Breve notícia à metrópole — Do ex-cônsul Públio Semprônio

E quiseram os fados que estivesse o vosso velho cônsul — Jove iluminai! — nas terras desta província ao sul do fim mundo, que há anos me serve de degredo, e que, para minha maior inglória, agora desperta de súbito o interesse da metrópole, obrigando-me à árdua tarefa de vos esclarecer os raríssimos hábitos jurídicos desta gente. E eu, que há muito já depusera o cálamo (aqui bem mais útil é o gládio dada a violência das vias), peço-vos, ó primeiro entre os primeiros, clemência de antemão para os meus erros expressivos ou de retórica, não imaginais o quanto é difícil manter a memória de nossa magna língua entre esses ruidosos bárbaros.

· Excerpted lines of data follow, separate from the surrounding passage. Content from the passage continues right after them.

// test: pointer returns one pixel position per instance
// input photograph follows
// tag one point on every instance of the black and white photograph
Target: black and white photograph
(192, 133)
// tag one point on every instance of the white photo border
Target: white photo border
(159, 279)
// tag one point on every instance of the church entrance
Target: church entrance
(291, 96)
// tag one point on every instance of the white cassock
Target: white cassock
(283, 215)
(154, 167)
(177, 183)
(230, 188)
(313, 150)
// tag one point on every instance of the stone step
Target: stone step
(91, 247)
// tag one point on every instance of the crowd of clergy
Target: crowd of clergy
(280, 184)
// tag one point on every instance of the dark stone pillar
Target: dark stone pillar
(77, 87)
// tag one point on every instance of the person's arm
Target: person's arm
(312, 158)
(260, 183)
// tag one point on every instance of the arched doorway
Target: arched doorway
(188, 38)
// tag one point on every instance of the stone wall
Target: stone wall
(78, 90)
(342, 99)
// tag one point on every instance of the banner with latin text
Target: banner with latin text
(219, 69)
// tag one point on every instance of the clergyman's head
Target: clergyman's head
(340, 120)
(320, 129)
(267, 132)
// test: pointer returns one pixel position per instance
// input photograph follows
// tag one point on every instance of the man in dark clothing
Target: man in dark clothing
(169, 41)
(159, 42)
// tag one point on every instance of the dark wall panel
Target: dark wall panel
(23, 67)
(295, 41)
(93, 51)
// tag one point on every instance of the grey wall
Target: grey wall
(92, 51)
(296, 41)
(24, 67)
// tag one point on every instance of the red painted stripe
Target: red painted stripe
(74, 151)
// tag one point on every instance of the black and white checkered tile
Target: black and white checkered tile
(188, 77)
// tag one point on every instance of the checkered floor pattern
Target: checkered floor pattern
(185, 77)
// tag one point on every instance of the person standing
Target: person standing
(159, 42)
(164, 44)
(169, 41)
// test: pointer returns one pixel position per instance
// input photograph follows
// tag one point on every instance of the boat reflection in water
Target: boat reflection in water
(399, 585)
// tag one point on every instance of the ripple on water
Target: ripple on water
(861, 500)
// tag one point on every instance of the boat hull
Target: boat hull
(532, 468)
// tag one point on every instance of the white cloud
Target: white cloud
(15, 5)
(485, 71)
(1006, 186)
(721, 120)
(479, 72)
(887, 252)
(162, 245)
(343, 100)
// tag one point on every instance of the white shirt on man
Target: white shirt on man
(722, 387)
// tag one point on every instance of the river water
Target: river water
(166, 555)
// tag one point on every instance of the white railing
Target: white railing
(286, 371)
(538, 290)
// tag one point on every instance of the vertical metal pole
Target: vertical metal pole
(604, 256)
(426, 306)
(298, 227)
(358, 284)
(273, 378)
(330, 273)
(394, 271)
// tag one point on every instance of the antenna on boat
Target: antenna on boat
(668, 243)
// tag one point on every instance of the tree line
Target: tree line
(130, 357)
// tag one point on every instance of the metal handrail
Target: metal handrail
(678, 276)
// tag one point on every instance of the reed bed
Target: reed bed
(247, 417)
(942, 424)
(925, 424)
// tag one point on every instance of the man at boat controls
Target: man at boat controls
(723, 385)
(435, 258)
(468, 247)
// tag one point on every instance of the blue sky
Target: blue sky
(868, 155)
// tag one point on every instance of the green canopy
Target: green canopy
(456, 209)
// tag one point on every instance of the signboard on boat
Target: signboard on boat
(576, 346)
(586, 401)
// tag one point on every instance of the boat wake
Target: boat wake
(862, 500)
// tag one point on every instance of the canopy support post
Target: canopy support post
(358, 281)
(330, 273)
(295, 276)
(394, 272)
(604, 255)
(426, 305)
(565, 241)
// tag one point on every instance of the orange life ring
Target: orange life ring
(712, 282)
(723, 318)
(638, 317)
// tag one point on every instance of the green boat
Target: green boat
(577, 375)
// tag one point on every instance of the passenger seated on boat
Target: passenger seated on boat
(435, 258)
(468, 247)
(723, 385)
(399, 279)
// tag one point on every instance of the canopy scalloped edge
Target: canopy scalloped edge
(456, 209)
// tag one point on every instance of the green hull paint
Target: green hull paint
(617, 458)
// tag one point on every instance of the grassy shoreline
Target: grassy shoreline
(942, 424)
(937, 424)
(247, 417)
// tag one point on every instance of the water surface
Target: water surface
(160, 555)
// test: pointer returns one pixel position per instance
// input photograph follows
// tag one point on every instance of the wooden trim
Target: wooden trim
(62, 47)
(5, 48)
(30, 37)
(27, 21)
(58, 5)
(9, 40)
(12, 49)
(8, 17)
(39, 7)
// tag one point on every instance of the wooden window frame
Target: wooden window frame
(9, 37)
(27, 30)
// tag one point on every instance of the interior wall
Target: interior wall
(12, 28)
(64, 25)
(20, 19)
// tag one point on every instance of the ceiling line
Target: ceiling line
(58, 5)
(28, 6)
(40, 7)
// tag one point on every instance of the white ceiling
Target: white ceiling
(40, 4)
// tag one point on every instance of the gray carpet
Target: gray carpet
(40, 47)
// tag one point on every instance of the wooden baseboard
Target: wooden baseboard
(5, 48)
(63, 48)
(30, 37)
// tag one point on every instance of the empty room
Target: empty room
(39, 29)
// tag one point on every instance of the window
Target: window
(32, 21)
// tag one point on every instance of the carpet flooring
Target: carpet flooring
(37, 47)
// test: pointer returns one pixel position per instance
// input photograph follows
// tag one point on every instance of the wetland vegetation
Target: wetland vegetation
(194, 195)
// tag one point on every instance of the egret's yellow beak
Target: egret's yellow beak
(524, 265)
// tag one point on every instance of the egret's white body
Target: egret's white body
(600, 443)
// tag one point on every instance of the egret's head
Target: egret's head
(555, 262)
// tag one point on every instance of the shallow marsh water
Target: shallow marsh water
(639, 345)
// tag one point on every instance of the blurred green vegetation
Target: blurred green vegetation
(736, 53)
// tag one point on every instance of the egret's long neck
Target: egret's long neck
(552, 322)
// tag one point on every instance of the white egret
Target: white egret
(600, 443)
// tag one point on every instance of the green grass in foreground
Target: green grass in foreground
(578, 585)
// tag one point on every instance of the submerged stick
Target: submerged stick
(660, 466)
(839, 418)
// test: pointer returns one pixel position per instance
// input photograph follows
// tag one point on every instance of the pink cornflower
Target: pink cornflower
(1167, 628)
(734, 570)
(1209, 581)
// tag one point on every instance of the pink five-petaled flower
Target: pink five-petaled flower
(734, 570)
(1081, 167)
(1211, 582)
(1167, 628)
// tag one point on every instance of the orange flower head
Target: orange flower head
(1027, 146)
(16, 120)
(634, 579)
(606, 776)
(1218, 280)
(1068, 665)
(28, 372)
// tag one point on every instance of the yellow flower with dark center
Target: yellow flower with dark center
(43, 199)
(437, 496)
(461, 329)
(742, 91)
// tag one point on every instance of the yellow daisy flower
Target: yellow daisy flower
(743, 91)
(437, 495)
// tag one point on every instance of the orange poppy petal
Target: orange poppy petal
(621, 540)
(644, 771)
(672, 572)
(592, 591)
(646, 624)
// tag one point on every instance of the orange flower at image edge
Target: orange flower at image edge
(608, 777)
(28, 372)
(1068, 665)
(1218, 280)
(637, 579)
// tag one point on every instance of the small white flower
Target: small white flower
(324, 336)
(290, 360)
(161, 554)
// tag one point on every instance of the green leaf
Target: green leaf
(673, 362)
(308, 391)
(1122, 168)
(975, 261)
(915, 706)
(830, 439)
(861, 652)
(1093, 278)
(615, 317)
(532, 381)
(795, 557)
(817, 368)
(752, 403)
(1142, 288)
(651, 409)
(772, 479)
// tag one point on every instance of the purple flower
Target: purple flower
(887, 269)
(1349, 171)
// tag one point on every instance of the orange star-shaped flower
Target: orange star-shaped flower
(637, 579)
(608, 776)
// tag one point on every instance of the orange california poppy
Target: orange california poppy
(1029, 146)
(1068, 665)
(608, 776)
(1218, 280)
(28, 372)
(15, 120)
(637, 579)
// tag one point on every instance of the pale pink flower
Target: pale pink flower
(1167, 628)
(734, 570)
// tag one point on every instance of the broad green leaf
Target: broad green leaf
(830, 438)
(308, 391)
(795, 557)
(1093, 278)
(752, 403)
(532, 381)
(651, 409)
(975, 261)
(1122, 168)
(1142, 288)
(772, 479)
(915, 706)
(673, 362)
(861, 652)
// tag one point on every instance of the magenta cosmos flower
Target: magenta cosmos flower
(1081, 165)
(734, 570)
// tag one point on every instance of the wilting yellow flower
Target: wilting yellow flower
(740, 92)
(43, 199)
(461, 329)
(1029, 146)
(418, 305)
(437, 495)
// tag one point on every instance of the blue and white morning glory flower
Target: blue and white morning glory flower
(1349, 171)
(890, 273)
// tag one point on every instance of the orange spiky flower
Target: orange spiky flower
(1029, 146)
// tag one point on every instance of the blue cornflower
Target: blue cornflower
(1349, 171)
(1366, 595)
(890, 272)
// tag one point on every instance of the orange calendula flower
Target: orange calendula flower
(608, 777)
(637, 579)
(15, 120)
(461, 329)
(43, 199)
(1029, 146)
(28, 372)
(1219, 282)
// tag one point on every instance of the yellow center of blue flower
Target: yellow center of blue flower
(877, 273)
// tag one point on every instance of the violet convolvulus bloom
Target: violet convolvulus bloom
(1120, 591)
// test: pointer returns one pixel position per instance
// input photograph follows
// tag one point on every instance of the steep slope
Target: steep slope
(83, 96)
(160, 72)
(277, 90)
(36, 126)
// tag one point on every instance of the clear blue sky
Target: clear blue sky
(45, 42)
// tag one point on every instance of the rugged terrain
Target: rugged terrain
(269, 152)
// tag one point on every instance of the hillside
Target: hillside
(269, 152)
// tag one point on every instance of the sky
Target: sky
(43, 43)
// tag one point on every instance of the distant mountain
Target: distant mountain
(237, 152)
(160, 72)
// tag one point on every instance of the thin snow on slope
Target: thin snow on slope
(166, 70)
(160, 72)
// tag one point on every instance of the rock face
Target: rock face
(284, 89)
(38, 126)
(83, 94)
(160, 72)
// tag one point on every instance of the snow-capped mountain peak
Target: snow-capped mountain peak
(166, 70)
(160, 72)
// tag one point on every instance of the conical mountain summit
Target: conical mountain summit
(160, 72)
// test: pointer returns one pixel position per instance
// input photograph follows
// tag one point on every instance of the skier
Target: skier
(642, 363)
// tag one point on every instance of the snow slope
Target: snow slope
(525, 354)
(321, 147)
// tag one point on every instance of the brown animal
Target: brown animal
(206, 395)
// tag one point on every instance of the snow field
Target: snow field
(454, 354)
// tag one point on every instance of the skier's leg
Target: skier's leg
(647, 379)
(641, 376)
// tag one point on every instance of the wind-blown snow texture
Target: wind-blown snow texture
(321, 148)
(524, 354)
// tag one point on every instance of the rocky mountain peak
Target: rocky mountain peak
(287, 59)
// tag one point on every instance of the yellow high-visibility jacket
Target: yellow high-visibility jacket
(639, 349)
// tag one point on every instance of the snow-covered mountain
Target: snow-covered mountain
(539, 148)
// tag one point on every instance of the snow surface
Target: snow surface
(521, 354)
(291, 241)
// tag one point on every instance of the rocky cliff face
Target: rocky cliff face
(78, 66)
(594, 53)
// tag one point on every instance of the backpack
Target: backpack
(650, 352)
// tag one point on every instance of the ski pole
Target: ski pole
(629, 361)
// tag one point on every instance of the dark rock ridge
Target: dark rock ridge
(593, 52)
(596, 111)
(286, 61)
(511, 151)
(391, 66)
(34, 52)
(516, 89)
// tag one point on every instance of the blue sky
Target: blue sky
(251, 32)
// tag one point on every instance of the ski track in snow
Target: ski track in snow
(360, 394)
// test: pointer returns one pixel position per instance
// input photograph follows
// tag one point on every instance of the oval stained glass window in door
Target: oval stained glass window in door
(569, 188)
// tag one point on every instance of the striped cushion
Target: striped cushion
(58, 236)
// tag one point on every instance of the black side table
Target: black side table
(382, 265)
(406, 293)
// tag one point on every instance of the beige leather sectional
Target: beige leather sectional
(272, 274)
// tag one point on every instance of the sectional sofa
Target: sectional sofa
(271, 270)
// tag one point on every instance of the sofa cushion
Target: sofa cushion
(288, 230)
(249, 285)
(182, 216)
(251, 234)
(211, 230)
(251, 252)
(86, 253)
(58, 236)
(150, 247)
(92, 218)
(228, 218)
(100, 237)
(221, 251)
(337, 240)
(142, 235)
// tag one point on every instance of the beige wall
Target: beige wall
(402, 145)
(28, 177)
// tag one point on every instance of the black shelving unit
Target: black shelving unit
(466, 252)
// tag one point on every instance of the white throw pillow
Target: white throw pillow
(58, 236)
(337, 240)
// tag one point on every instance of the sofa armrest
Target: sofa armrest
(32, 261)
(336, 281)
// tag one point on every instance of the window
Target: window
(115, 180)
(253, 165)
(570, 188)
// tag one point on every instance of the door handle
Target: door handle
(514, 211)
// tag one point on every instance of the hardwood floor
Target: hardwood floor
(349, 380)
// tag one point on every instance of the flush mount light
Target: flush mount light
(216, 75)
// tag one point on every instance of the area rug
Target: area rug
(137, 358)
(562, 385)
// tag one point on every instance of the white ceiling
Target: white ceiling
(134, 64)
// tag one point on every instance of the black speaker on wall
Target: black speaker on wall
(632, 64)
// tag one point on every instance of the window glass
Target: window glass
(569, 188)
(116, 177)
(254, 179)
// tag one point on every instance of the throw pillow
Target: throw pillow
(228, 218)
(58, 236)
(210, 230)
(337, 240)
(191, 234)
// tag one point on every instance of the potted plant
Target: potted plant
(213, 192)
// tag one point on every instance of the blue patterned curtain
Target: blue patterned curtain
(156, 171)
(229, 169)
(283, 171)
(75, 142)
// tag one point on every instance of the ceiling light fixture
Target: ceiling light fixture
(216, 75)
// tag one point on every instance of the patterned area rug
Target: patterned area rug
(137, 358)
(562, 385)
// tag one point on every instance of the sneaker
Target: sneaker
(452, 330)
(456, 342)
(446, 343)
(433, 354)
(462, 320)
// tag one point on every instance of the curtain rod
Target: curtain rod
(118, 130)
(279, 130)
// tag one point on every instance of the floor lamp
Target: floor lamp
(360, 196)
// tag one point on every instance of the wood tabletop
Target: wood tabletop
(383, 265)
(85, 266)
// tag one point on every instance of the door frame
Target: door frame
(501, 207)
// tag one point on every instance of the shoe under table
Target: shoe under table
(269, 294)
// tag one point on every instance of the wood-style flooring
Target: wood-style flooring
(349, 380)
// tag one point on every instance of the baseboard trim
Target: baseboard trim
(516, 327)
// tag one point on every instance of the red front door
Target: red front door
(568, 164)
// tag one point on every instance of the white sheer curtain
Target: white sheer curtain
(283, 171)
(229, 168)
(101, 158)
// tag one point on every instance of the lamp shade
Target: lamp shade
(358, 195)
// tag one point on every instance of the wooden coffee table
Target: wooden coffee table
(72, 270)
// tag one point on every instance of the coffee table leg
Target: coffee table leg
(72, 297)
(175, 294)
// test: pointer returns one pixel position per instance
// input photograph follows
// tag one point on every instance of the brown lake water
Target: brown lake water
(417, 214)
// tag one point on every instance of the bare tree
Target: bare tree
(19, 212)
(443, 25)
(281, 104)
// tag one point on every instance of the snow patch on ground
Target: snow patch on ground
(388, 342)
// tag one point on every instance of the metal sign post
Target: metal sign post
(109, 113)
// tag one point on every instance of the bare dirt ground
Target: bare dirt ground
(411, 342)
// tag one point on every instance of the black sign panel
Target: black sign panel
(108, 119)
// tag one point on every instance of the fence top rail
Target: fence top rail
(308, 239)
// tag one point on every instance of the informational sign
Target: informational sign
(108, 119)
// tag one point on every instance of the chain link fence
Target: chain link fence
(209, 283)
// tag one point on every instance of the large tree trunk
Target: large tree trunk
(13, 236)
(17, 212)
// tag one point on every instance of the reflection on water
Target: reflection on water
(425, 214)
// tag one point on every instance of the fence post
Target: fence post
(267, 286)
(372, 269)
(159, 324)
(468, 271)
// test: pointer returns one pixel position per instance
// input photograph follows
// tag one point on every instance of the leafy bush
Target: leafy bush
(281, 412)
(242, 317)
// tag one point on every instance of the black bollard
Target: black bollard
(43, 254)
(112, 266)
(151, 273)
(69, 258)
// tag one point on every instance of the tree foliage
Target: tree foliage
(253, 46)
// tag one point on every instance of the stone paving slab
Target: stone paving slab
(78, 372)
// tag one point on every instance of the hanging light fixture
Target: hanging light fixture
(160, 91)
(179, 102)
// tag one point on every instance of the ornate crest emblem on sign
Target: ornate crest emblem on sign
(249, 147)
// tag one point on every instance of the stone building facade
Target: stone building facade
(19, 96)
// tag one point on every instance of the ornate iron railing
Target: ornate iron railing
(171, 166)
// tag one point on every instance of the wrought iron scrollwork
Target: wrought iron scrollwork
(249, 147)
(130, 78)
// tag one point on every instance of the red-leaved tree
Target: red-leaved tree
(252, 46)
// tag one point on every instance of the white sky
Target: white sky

Passemos, de abrupto, aos esclarecimentos sobre o atual julgamento, tema de vossa expedita demanda. A primeira coisa que vos haverá de causar espanto é a necessidade constante de ouro para se fazer julgar um réu, ai de mim, que ainda me lembro de que nossos julgamentos tinham por fim conter a sangria das moedas públicas. Se em nossa terra comparecem aos juízos os interessados no processo legal, os causídicos de ambas as partes, alguns amigos ou curiosos, aqui é preciso recorrer a centuriões com luminosos escudos para proteger as autoridades dos mercenários vindos de longínquas fronteiras, em caravanas financiadas pelo réu e seus asseclas, com recursos oriundos, e lamento minha incúria, de fontes que fracassei em precisar. Sei de vosso gosto pelo exótico, meu soberano, mas mesmo os vosso olhos, acostumados às variadas gentes do mundo, haveriam de descrer de suas potências diante da variegadíssima galeria de aberrações que ora desfilam diante dessas duas órbitas oculares que somente a vós pertencem: seres saídos de cavernas e grutas, cegos à luz da realidade, mas capazes de gritar durante um dia todo, portadores de garras suavizadas apenas pelo tilintar dos denários; mortos voltados à vida por meio de sinistros encantamentos praticados pelo réu, capaz de conjurar forças ocultas, segundo os locais, prometendo-lhes uma nova vida de infinitos benefícios; um grupo consistente de partidários dos tempos do antigo império, desusados ao trabalho, que esperam por sua volta com enorme ferocidade, em especial no fórum, pois temem, acima de tudo, perder os luxos orientais com que se fizeram cercar, ainda que continuem a se alegar plebeus; mestres e seus jovens discípulos, pertencentes às classes equivalentes a nosso patriciado, mas aos quais desagrada a ausência de contato real com a plebe, o que os leva, e não vos escapará o paradoxo, a se tomarem por seus representantes; e há, por fim, um exército de escribas, que, por soldo ou crença, usam das palavras para infamar os juízes responsáveis pelo caso ou qualquer voz sensata disposta a lembrá-los da essência das leis.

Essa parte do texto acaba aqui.